The
Dorian Wind Quintet, formed at the Tanglewood music festival in Massachusetts in 1961, has continued to exist through several cycles of personnel changes. The idea of the ensemble, which is what endures through those changes, is perhaps an across-the-board ambition for the wind quintet repertory: the group has played existing wind quintet repertory, commissioned arrangements of works in other media (including a late Beethoven string quartet and the Bach Goldberg Variations excerpted here), premiered new works, and dug into the archives to find obscure but worthy wind pieces. All those efforts are in evidence on this two-disc "Tetrospectacular," but that's not what makes it really unusual among releases of this kind. It's hard to think of another album collecting the playing of an ensemble over the years that does what this one does: with the exception of a pair of demo recordings made shortly after the group's formation, the music heard here was all recorded before live audiences. The aim of demonstrating the quintet's artistic ambitions took priority over sonic considerations; a 1973 recording of the Reicha Quintet for winds in E flat major, Op. 88/2, was included despite poor sound because the group chose to perform the original score instead of the shortened version that's usually heard. The
Dorian Wind Quintet has had several members who have gone on to individual prominence, and there are moments of impressive individual virtuosity, like the horn work of
David Jolley in the finale of the wind arrangement of Beethoven's String Quintet in E flat major, Op. 4 (itself a reworking of an early wind quintet).
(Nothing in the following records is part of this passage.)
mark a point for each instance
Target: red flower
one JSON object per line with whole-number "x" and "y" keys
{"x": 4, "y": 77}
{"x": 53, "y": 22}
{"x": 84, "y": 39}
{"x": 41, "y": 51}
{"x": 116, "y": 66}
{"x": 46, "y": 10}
But what makes this release stand out is its refusal to remove the music to an abstract realm, divorced from the production of sound in front of an audience. The notes trace the group's journeys of musical discovery as well as the history of its composition, and the cover photo, showing the current members in color with black-and-white images of their predecessors in the background, seems as though it would be corny but is quite effective.